The Sons of Katie Elder

The Sons of Katie Elder
"First, we reunite, then find Ma and Pa's killer...then read some reviews."

Saturday, March 6, 2010

Serpico

Starting off his Hollywood career, Al Pacino started off with an incredible run of performances beginning with 1972's The Godfather.  It continued with Serpico, The Godfather 2, and Dog Day Afternoon.  The common link?  He was nominated for an Oscar for each performance -- one supporting nod and three lead roles -- and somehow didn't win even one.  How he didn't win for Godfather 2 just confuses me, but that's for another time.

1973's Serpico is based on the real-life trials of Frank Serpico, a New York City cop who went against the grain in trying to be the best cop he can be.  There are two types of performances Pacino does when he's at his best.  One, think Scarface or Any Given Sunday, where he is over the top in almost every scene.  He's effective doing that because he commits so whole-heartedly to the part.  Two, there's Serpico, Heat, The Godfather trilogy, where he plays a highly intelligent, relatively calm character who has moments of huge, emotional outbursts.  I prefer him with the second option, and as much as I love Michael Corleone, Pacino's Frank Serpico might be his all-time best performance.

From as long as he can remember, Frank Serpico (Pacino) has wanted to be a police officer.  He graduates the academy and becomes a patrolman at an NYC precinct.  But right away, Serpico sees being a police officer isn't everything it's cracked up to be.  He wants to do his job as best he can without all the corruption that goes on behind the scenes.  Serpico refuses to take any pay-offs in any form and quickly draws the ire of superiors and co-workers.  He bounces from precinct to precinct with the hope of finally gaining detective status and the gold shield that comes with the position.  But after years of seeing this corruption, Serpico realizes he has nowhere else to turn and must take action against the rampant illegal activities crippling the police force.

Getting his nomination the second time around, Pacino lost to Jack Lemmon in 'Save the Tiger' which I haven't seen, but I assume it has to be pretty great.  Lemmon also beat out Jack Nicholson (The Last Detail), Marlon Brando (Last Tango), and Robert Redford (The Sting).  Playing a real person can be a daunting task so Pacino met the real-life Serpico and followed him around for several weeks, and it pays off.  By a certain point in the movie, it doesn't feel like Al Pacino playing a cop.  You're just watching Frank Serpico.  And as a character study of a man who just wants to do what he think is right, this movie is a classic.

Taking place over several years, the story follows Serpico's police career so other characters -- in his professional and personal life -- drift in and out.  The one constant is Pacino who is in just about every scene in this 129-minute flick.  He presents Serpico as a pretty even-keeled guy who is genuinely confused when a fellow officer hands him an envelope full of money.  He clearly never thought of this as a perk of the job and doesn't know what to do.  This situation builds and builds over the years because Serpico gains a reputation as being untrustworthy because he doesn't take the pay-offs.  As a cop, he works as a plainclothes officer, growing a thick beard and generally looking like a hippie with his clothes.  And that's usually a good sign for me in judging a role, Pacino becomes Serpico.  I'll have to check out 'Save the Tiger' but it has its work cut out because this was a great performance.

In bringing this story to the big screen, director Sidney Lumet wisely chose to film on the streets of New York.  We're not talking downtown Manhattan either with locations including Brooklyn, the Bronx, and Queens helping bring the gritty story to life.  Parts of New York City in the 1970s certainly had a rundown look so a plainclothes officer working the streets had to blend in.  As Serpico points out, 'our undercovers wear black shoes and white socks.'  Translated?

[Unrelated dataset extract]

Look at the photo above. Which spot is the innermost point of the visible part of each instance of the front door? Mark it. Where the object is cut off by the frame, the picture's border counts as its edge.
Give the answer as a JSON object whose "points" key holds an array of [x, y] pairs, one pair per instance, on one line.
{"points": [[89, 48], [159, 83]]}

They stick out like a sore thumb. Some of the better supporting parts here include Jack Kehoe as Keogh, a fellow officer trying to convince Serpico to go along with the others, Tony Roberts and Edward Grover as two police officers who side with the much-maligned Frank, and John Randolph as Chief Green, a higher-up in the police department.

The one flaw I can point out is that the last 30 minutes gets a little repetitive but not enough to derail the movie, not by a long shot.  Pacino's performance is too strong and doesn't allow the movie to derail in any form.  The ending is a bittersweet one that tells what Serpico ended up doing later in his life.  The real-life Frank Serpico is a fascinating individual with Pacino and Lumet painting a great picture and a great movie of his heroic actions.  Definitely check this one out.